U.S. protests prompt reflections on racism, police violence in Mexico
A group protesting the death of a 30-year-old man in police custody torched a pair of law enforcement pickups, broke windows and vandalized a government building, amid waves of police tear gas.
The tumultuous scene Thursday mirrored violence in the aftermath of peaceful protests in U.S. cities in recent days. But in the case of Giovanni López Ramírez, the action unfolded in the historic center of Guadalajara, Mexico’s second most populous city.
The events followed a social media campaign that likened the fate of López to that of George Floyd, whose death while detained by Minneapolis police has resulted in homicide charges and fueled outrage about racism across the United States.
Separate photos of the two men, side-by-side, have circulated on Twitter, along with the phrase: “Giovanni didn’t die, the police killed him.”
The Mexican incident has even had a pandemic-era twist — activists alleged that police initially arrested López for not wearing a face mask, a version rejected by authorities.
The civil unrest north of the border has transfixed many in Mexico.
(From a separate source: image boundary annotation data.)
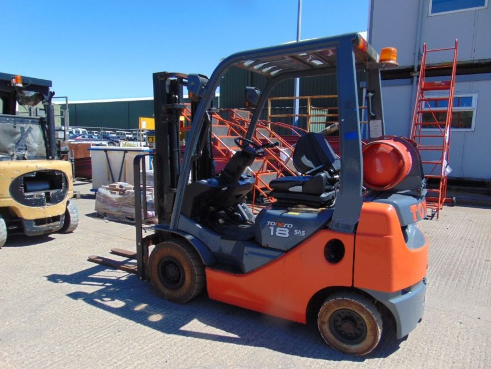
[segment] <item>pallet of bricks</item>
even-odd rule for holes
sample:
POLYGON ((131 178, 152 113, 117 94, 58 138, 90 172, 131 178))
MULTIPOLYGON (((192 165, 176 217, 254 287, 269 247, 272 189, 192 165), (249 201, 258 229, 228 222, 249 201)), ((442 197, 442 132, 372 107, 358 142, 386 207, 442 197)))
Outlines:
MULTIPOLYGON (((147 214, 142 219, 146 223, 155 222, 154 189, 147 187, 147 214)), ((143 201, 141 194, 142 204, 143 201)), ((95 198, 95 211, 105 219, 133 223, 135 222, 135 188, 133 185, 117 182, 101 187, 95 198)))

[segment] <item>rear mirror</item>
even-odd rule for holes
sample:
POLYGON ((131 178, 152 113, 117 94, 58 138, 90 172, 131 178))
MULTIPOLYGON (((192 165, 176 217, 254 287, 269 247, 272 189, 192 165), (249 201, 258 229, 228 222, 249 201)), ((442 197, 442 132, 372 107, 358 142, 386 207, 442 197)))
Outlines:
POLYGON ((263 93, 255 87, 246 87, 246 107, 255 108, 263 93))
POLYGON ((202 74, 190 74, 188 76, 188 92, 192 101, 199 101, 205 92, 208 79, 202 74))

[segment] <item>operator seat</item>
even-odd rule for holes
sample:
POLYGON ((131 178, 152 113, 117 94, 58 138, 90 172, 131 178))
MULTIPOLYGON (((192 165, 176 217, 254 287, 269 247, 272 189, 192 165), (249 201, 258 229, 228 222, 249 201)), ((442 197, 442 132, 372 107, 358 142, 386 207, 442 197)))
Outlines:
POLYGON ((218 176, 188 185, 182 213, 194 218, 206 213, 203 209, 209 205, 224 209, 243 202, 254 187, 254 178, 244 174, 247 167, 254 162, 253 154, 247 146, 234 154, 218 176))
POLYGON ((329 206, 339 186, 341 162, 324 137, 309 132, 299 139, 293 165, 306 175, 282 177, 270 182, 278 204, 329 206))

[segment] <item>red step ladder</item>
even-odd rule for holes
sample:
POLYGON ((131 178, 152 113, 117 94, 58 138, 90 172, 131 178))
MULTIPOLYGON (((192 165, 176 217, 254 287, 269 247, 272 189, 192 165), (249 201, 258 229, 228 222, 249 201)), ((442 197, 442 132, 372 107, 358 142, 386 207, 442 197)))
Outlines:
POLYGON ((445 202, 452 202, 447 196, 447 167, 450 150, 450 131, 455 88, 457 51, 459 43, 452 48, 428 50, 423 45, 423 56, 419 73, 419 81, 411 128, 412 140, 416 142, 421 155, 427 179, 436 179, 437 188, 429 189, 426 197, 427 207, 431 211, 431 217, 436 219, 445 202), (427 66, 429 53, 453 51, 453 61, 436 65, 427 66), (427 71, 440 70, 450 72, 445 81, 427 82, 427 71), (446 105, 446 106, 445 106, 446 105), (441 107, 444 107, 446 110, 441 107), (439 109, 436 109, 439 108, 439 109))

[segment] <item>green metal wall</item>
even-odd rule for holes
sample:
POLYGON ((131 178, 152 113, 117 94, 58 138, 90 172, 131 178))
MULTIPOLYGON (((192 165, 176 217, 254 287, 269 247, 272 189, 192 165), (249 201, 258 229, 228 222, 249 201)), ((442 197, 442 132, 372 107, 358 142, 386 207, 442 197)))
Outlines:
MULTIPOLYGON (((364 72, 357 73, 358 84, 365 80, 364 72)), ((335 74, 321 76, 320 77, 307 77, 300 79, 300 95, 314 96, 319 95, 335 95, 337 93, 336 76, 335 74)), ((246 103, 246 86, 252 86, 263 89, 266 85, 266 80, 258 73, 253 73, 240 68, 234 67, 229 70, 223 76, 220 85, 220 108, 244 108, 246 103)), ((294 95, 293 80, 284 81, 276 86, 271 94, 271 97, 292 96, 294 95)), ((360 105, 363 90, 358 90, 358 99, 360 105)), ((300 100, 300 114, 306 113, 306 100, 300 100)), ((313 107, 328 108, 337 106, 336 99, 315 99, 312 102, 313 107)), ((272 102, 272 113, 273 114, 291 114, 293 100, 276 100, 272 102)), ((262 119, 268 117, 267 107, 261 113, 262 119)), ((331 120, 335 119, 330 119, 331 120)), ((273 118, 273 121, 281 121, 291 124, 292 118, 288 117, 273 118)), ((306 125, 305 118, 299 119, 299 126, 305 128, 306 125)))
MULTIPOLYGON (((215 97, 215 106, 218 100, 215 97)), ((61 106, 64 108, 64 104, 61 106)), ((153 100, 74 104, 69 101, 68 108, 72 127, 134 129, 138 128, 139 117, 154 116, 153 100)))

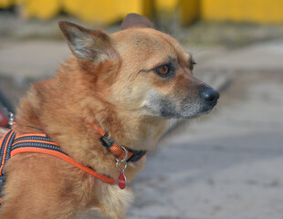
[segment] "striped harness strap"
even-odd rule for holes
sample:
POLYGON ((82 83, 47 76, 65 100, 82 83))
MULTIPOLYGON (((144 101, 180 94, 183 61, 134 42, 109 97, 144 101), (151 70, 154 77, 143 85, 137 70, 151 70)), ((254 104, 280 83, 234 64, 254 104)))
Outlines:
MULTIPOLYGON (((102 175, 95 172, 93 169, 77 162, 44 133, 17 135, 14 130, 10 130, 0 141, 0 193, 5 180, 4 171, 5 162, 8 159, 23 152, 37 152, 52 155, 79 167, 84 172, 87 172, 88 173, 106 182, 114 183, 116 182, 115 179, 102 175)), ((2 198, 1 193, 0 198, 2 198)))

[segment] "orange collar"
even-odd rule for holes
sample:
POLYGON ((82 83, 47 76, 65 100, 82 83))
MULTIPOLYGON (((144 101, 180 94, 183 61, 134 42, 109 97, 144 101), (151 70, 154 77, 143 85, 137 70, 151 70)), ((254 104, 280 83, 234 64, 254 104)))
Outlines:
POLYGON ((109 134, 106 131, 96 126, 94 123, 90 123, 87 120, 84 120, 99 133, 102 145, 106 147, 108 151, 111 152, 116 158, 123 160, 125 159, 126 155, 128 155, 126 160, 127 162, 134 162, 140 161, 146 154, 146 151, 134 151, 119 146, 116 142, 109 138, 109 134), (127 151, 125 150, 127 150, 127 151))

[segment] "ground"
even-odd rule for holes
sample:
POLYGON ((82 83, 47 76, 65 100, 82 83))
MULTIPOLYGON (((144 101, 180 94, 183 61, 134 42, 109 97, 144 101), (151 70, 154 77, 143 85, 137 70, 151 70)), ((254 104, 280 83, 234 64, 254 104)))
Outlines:
MULTIPOLYGON (((283 219, 283 40, 246 42, 184 43, 197 62, 195 76, 221 98, 207 116, 172 121, 131 185, 136 199, 127 218, 283 219)), ((16 105, 68 54, 57 39, 5 37, 1 90, 16 105)))

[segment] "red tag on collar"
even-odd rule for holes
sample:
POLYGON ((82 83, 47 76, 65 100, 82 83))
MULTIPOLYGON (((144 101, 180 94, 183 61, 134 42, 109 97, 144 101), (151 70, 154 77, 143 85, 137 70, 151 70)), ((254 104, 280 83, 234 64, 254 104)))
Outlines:
POLYGON ((121 171, 120 176, 118 178, 119 188, 124 189, 126 187, 126 184, 127 184, 127 179, 126 179, 126 176, 124 174, 124 171, 121 171))

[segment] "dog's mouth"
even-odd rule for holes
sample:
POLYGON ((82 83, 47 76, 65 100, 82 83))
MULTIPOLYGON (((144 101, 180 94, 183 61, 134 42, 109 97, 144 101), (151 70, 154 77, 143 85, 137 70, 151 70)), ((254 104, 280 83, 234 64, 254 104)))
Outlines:
POLYGON ((150 101, 143 106, 151 115, 166 119, 190 119, 209 113, 217 104, 219 93, 207 86, 198 88, 196 97, 188 96, 182 99, 179 97, 152 95, 150 101))

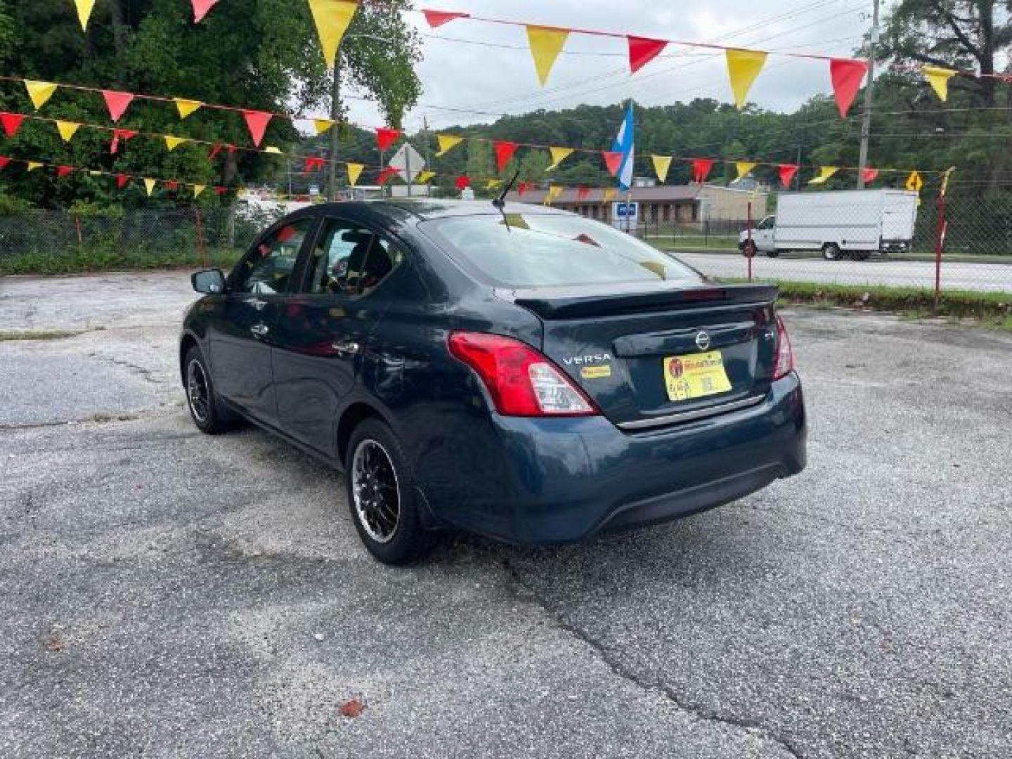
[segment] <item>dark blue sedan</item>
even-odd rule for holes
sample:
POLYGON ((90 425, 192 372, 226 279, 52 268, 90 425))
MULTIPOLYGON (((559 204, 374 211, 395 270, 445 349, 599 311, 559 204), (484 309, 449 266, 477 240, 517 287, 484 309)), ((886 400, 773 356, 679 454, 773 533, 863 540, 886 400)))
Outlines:
POLYGON ((384 562, 446 526, 579 540, 805 468, 775 287, 711 282, 572 214, 323 204, 193 286, 179 360, 197 427, 246 419, 343 470, 384 562))

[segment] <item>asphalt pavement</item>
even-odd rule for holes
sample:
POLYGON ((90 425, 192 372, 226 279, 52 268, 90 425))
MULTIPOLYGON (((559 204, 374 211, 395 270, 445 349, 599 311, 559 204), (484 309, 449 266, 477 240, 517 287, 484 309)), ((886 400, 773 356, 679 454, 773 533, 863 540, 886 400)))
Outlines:
MULTIPOLYGON (((745 277, 748 260, 740 253, 670 251, 672 255, 704 274, 716 277, 745 277)), ((883 284, 894 287, 935 286, 933 261, 895 261, 869 258, 866 261, 827 261, 823 258, 757 255, 752 259, 757 279, 777 279, 827 284, 883 284)), ((1012 292, 1012 265, 1002 263, 942 262, 941 284, 946 289, 1012 292)))
POLYGON ((784 312, 802 476, 391 569, 339 475, 192 426, 191 298, 0 279, 0 330, 82 330, 0 341, 0 756, 1009 755, 1012 337, 784 312))

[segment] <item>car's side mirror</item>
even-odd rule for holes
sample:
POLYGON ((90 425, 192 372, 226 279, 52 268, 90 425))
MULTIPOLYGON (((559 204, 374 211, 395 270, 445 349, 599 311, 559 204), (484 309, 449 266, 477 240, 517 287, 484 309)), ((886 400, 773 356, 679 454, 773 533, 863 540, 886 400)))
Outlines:
POLYGON ((225 292, 225 274, 221 269, 204 269, 190 276, 193 289, 197 292, 225 292))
The media has featured images of large crowds of protesters and of armored vehicles roaring down U.S. streets.
That turmoil, along with the López case and others here, are prompting reflections on the role of Mexican police — as well as the country’s relationship to race.
“When we finish our important support of the anti-racist movement in the United States, can we talk about racism in Mexico?” asked Tenoch Huerta Mejía, the Mexican star of the Netflix series Narcos ...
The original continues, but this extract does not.